If you are still prone to give the church the benefit of the doubt (“well, we are not one of those homophobic churches you hear about”) do a little empathy experiment. Imagine how you would feel if you fell in love and wanted to get married and the pastor said, “I’m sorry I can’t perform your wedding” — knowing that he can’t because, push has come to shove, and he actually believes (or is willing to enforce policies based on the belief) that your relationship is some version of perverse (disordered, not up to the biblical ideal, etc.).

And all this is the case, even if the pastor has done a public “apology to gay people” (that’s a thing in some of these churches). Yes, even if your pastor gave a sermon titled, “The Separation of Church and Hate” — these churches have great sermon titles — check the fine print. The pastor means, “Hate is always bad, but upholding ‘biblical standards of holiness’ is never hateful.” In effect, “no open gay-bashing allowed here” but when pressed, we do believe that same-gender sex is perverse. Even if your pastor feels “conflicted” about the traditional teaching and has “a real heart for the gay community,” know this: the largest givers are the most conservative and even if the pastor feels ill-at-ease with the policies, those big funders won’t let him cross any lines without penalty. That’s a huge incentive to keep the pastor “wrestling” over the issue until retirement.

How do I know all this? I was a national leader in a denomination with lots of these churches. I was involved in broader evangelical initiatives, interacting with many such churches with a wide range of affiliations. I may be the longest locally-serving pastor here in my home town, Ann Arbor. (I started young, so I’m not quite as old as you think — I know what UNTUCKit is, for example.) And I used to think like the pastors in these churches do. I know what constraints they are under. I can appreciate how well-intended pastors, skilled in the art of expressing welcome and warmth, can implement policies that are absolutely harmful to the people involved, and how that harm is usually invisible to the pastors.

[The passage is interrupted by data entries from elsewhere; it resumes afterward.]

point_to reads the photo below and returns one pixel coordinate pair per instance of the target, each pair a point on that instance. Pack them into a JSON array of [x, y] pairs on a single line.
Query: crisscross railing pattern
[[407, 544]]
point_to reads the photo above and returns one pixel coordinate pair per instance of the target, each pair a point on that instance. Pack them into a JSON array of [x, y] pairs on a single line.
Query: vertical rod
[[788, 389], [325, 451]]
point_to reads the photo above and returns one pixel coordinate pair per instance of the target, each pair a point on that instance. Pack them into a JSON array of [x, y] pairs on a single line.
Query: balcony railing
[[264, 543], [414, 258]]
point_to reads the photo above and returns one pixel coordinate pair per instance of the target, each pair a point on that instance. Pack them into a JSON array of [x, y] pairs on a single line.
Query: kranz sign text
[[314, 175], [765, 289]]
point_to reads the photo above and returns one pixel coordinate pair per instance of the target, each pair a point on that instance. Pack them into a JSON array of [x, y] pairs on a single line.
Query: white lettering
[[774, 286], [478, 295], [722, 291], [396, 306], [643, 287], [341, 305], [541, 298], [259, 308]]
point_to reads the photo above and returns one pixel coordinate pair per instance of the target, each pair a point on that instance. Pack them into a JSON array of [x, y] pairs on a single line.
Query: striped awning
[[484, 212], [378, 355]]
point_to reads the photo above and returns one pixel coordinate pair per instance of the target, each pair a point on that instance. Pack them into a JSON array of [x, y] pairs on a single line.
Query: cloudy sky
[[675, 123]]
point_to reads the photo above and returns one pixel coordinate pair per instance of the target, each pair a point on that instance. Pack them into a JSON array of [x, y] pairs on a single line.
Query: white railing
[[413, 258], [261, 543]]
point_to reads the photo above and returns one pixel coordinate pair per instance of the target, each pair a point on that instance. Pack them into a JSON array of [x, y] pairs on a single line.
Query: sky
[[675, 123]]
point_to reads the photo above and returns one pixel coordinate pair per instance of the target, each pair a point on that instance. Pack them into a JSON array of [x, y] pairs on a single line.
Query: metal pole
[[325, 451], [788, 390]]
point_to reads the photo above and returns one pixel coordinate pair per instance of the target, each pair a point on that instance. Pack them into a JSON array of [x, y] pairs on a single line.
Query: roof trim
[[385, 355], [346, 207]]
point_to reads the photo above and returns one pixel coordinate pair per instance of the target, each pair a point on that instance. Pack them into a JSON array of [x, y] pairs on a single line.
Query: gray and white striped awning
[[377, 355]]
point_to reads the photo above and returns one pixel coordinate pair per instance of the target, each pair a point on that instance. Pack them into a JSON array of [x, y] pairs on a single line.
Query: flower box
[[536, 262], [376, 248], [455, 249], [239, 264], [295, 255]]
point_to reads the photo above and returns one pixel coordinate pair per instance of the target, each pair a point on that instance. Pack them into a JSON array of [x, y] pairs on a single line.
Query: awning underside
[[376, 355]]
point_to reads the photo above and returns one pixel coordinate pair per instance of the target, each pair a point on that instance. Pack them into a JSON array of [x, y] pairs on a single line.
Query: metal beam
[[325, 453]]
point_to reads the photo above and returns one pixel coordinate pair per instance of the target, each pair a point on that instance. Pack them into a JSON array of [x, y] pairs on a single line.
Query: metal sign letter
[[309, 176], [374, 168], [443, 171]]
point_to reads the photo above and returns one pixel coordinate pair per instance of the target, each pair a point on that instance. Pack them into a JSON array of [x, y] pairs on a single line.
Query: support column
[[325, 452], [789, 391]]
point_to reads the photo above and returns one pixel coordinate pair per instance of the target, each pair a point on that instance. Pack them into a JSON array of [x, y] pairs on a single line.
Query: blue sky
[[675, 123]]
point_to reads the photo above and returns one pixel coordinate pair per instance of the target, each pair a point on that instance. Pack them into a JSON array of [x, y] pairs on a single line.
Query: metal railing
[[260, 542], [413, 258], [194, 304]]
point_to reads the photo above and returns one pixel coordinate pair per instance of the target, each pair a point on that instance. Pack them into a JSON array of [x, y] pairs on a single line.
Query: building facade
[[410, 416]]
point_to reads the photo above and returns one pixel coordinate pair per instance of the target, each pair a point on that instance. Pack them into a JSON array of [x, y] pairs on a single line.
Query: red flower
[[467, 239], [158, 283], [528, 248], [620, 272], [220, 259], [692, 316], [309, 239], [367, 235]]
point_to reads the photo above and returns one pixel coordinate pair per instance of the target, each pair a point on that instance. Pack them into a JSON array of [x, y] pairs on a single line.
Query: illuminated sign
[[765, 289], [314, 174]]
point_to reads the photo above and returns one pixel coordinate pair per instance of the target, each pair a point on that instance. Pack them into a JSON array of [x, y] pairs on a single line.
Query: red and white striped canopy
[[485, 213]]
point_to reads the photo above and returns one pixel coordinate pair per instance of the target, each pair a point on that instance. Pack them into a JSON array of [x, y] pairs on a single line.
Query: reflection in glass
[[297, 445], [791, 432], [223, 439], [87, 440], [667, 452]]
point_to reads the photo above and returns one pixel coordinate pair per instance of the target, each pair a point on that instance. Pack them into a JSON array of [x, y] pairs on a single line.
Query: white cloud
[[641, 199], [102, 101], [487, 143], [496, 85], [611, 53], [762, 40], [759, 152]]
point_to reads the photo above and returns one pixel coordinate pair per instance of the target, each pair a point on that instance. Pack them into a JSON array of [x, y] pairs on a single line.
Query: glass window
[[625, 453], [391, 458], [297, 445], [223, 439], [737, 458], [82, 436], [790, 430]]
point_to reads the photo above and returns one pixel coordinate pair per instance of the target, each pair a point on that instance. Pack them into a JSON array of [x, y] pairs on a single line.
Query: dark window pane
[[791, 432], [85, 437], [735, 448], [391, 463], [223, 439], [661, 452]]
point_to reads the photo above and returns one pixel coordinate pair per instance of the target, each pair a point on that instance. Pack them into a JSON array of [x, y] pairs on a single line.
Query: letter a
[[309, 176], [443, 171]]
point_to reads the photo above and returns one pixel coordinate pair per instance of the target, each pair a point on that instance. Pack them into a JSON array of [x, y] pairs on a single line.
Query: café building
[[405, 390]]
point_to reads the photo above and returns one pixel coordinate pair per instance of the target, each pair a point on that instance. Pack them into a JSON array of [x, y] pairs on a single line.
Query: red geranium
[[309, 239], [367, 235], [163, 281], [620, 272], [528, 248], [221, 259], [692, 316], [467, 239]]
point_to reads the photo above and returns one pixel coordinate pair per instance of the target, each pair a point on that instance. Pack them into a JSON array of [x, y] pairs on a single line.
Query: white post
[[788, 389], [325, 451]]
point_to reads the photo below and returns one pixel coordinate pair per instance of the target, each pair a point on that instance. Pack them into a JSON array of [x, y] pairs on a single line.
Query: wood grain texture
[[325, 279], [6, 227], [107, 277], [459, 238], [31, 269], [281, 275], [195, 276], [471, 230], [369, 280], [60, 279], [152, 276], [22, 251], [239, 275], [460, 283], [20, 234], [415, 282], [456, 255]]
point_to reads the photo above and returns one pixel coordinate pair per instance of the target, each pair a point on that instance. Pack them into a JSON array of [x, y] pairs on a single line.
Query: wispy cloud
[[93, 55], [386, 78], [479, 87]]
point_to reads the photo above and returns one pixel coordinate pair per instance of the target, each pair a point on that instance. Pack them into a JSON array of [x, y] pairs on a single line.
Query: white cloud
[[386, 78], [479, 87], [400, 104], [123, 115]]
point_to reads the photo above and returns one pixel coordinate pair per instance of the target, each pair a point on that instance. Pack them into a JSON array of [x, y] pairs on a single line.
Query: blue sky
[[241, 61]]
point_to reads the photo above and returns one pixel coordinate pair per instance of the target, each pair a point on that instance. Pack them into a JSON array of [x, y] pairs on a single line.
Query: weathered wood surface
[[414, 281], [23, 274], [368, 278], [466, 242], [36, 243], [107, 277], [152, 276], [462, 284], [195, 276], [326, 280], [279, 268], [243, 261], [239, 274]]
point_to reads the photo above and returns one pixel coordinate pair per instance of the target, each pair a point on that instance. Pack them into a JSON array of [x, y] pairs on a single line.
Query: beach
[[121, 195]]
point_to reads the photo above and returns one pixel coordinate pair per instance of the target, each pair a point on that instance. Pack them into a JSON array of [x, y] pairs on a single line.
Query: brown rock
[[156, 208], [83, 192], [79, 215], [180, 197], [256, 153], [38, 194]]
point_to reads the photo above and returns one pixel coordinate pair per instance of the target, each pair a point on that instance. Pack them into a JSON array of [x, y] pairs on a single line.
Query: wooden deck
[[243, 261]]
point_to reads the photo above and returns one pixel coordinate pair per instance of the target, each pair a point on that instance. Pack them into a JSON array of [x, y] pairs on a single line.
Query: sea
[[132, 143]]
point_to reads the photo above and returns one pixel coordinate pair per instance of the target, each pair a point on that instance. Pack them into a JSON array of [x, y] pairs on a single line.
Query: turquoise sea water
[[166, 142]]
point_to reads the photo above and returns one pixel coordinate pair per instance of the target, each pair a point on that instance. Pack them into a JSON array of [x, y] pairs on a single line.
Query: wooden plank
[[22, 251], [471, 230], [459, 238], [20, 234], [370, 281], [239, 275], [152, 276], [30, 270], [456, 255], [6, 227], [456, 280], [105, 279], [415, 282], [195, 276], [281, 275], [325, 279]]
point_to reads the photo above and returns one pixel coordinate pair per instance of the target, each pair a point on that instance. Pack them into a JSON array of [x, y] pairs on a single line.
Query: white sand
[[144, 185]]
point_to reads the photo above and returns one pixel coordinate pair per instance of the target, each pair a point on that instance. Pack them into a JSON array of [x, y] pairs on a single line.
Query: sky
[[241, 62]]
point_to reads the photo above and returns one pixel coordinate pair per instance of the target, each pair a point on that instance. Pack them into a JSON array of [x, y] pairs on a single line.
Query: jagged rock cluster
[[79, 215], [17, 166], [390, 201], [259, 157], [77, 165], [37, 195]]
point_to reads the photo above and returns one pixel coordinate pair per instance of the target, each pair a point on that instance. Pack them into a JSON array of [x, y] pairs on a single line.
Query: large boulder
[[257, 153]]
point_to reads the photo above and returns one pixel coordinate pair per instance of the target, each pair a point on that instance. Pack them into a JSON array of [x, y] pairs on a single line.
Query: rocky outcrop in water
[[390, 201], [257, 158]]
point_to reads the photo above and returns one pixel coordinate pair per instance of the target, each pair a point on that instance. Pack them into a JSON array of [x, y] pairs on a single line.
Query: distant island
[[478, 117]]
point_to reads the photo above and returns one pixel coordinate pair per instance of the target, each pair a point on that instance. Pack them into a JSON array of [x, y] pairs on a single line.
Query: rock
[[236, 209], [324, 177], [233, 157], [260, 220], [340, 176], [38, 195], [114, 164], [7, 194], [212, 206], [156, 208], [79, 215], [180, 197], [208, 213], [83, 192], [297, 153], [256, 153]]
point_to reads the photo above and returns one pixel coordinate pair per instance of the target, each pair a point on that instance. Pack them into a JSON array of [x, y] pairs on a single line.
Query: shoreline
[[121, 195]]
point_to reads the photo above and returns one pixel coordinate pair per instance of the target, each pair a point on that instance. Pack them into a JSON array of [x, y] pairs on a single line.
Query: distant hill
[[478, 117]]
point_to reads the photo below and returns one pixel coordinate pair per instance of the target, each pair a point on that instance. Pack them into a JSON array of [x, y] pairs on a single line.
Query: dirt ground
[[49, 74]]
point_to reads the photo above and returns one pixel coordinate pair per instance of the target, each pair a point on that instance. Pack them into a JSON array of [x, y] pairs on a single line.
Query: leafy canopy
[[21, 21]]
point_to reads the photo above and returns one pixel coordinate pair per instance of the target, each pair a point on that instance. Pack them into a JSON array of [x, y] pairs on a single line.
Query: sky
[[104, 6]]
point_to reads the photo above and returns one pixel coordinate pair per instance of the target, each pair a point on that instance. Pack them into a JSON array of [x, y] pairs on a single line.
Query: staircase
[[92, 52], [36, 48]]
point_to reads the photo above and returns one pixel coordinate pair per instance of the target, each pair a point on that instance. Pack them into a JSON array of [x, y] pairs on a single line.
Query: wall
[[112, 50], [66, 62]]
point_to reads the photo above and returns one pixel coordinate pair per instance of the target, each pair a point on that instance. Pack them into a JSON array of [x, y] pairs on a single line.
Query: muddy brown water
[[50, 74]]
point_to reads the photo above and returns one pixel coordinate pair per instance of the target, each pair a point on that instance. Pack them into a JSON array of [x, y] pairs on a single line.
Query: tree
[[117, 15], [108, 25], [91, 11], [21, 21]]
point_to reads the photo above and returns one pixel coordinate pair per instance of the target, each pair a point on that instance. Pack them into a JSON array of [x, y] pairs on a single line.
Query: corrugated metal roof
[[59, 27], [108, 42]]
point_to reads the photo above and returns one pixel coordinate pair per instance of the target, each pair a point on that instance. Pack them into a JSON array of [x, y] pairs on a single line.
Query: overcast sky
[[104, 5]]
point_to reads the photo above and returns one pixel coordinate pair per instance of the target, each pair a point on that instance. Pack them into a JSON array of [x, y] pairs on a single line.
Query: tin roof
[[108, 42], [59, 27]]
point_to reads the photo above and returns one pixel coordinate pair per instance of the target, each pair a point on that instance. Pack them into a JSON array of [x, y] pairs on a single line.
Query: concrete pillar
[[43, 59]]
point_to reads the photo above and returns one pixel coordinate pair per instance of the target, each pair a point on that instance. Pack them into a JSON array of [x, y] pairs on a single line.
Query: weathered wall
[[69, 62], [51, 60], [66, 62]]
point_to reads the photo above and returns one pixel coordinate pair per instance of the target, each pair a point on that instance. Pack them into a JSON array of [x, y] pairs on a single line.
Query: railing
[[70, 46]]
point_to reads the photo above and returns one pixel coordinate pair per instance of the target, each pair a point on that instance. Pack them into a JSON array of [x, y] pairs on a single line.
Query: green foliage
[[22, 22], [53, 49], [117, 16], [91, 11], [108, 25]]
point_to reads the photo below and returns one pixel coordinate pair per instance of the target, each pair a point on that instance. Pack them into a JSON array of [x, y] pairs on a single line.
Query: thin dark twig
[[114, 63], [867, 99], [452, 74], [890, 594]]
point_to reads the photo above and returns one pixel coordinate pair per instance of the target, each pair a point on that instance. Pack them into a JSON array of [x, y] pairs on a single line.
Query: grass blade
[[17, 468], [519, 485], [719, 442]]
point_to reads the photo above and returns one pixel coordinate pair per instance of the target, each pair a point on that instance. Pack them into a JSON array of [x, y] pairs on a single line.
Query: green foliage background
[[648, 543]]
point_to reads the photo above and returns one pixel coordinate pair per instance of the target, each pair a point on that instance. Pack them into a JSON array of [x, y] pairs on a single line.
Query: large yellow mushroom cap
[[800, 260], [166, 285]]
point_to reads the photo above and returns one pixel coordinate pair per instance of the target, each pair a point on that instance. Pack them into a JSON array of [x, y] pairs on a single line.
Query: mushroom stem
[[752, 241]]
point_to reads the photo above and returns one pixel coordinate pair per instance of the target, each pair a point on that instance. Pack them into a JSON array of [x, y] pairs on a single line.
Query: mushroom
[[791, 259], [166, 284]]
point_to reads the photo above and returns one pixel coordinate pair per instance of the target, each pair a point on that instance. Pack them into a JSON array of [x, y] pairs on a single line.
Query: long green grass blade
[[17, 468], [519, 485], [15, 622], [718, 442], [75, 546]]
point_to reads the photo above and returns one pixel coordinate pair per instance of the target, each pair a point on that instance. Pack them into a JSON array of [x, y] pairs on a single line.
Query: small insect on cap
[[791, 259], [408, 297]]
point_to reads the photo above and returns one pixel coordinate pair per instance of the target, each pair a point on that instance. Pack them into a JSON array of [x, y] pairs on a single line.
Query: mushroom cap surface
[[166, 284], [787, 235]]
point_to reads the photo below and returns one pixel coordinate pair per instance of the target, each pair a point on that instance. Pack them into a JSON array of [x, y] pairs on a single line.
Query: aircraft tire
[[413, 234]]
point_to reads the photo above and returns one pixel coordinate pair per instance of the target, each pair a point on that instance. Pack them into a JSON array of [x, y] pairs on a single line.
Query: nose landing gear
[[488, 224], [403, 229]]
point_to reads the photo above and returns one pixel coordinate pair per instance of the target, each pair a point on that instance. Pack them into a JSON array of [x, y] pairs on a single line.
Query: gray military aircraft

About 30% of our church, Blue Ocean, would identify somewhere among the LGBTQ+ initials. I co-pastor with Emily Swan, a talented queer pastor, many years younger than I am. Yes, we’re known as the “gay church” now — though 70% of the church is straight (how does that work?). I’ve had the honor of pastoring LGBTQ+ people for four years as an ally, rather than a mere sympathizer. I know things that are simply invisible to pastors who are not open allies — like what it does to a person to know that their beloved pastor (who represents God) thinks their physical love for their mate, or their desire for a mate to love like that, is perverse, whatever euphemism de jour is employed to replace that word. Most of us feel shamed when we are shamed, especially by people we love and admire. We especially feel shame around anything to do with sexual desire. And we’re savvy at feeling how people regard us, even if they shame us with a sympathetic hand on our shoulder. It is a form of slow-fizz torture to be subjected to this, on top of a lifetime navigating the grinding, always-around-the-corner homophobia of this world. Which is e x h a u s t i n g. If you sense an edge to my writing, it comes from too many stories of this “let me get close to you” shaming and its effects on the human psyche. And maybe just a little frustration with myself for taking so long to wake up, see the suffering, and stop it.

So yes, for the love of God and LGBTQ+ people, spread the word that Google is not a good guide in such matters. The algorithms are no match for the savvy churches that keep their policies on the down-low.